But blog attention and the number of new tracks don't necessarily reflect healthy growth. This week, Phoenix partygoers will experience its first Moombahton Massive party. The concert series, which started in the moombahton mecca — Washington, D.C.'s U Street Music Hall — has since gone global, gathering the genre's top DJs in cities all across the world. Founding fathers Nadastrom (Nada and Matt Nordstrom) and DJ Sabo will top the bill, supported by Phoenix's own AZ Gunslingaz, DJ Melo, Pickster One, Mendez, and Riot Earp, all early adopters of the style. The party falls on Pickster's birthday, and just a few weeks ago, moombahton's third birthday passed with little fanfare.

But the genre — despite its youth or, rather, by virtue of it — can teach us a thing or two. In many ways, it could be the blueprint for the development of future scenes.

"In the digital ADD day and age, you see these genres like 'trap' come around and blow up so fast, even faster than moombahton did," Pickster writes via e-mail from Greece on his European tour. "But the producers pushing the moombah genre are just getting into making deeper, soulful, not-for-the-club-or-festival music. And for a genre to exist there needs to be music like this . . . We're really just getting into it."
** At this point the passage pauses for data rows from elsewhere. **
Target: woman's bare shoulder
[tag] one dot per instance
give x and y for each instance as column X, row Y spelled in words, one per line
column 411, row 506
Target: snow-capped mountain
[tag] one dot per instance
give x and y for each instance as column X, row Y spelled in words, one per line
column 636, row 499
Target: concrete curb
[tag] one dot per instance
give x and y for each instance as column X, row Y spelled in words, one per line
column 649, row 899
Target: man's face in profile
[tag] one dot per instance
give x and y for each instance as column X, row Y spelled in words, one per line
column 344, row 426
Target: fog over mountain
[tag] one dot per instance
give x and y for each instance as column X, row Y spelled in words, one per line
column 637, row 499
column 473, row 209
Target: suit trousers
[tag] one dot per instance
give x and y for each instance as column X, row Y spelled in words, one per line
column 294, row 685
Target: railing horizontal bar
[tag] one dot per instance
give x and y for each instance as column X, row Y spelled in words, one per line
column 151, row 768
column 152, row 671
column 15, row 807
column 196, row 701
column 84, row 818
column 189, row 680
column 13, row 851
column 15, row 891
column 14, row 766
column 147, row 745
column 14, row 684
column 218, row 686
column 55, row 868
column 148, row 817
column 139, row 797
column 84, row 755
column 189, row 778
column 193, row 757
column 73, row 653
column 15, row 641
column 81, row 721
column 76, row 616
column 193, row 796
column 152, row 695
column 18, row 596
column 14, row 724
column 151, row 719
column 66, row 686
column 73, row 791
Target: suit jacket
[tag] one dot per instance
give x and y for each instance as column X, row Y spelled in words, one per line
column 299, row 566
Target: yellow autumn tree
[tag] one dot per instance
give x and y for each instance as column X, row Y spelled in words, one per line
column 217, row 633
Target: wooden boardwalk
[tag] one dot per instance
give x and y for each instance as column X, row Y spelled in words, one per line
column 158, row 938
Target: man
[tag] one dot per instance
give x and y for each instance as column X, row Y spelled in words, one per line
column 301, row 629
Sabo, who had been making mid-tempo tropical bass for years prior to Nada coining the term "moombahton," sees the tapering releases in a positive light.

"There was a big wave of people getting into the sound last year," Sabo writes on his way to a Massive party in Berlin, "and while that was a good thing, it also kind of flooded the market . . . with a lot of mediocre tunes that started to sound a lot alike. Now that the wave has passed, I think that people who really love the sound and 'get it' will keep making tunes, and it will grow even further."

DJs are meant to respond to their audience, so it makes sense for talented producers to dabble and move from one new thing to the next relatively quickly. We're no longer in a winner-take-all musical world where a few styles win out. Instead, a multitude of micro-genres are beginning to fill the space previously occupied by fewer but larger scenes. Middle-class genres and artists are becoming the norm.

"These styles don't exist in a vacuum like they used to," writes Riot Earp in an e-mail. "The Internet has made it possible for people with entirely different backgrounds to come together and make something that maybe neither has a geographic 'identity' with."

Still, Nada invented the genre at a D.C. underground party. He proposed to his fiancée and fellow moombahton DJ Jen Lasher at a massive in the U Street Music Hall. That's all history tied to a place that forges common memory and pride. So while DJs far and wide quickly adopted moombahton via the Internet, that doesn't mean that geography is no longer a factor for the scene, just less so.

"Despite its explosion on the Internet, the real home of moombahton is undeniably Washington, D.C., where we started the massive parties," Sabo says. "The fans there are diehard and really support the music. Without D.C. and U-Hall I'm not sure we'd even be talking right now."

But we are and apparently will be for a while.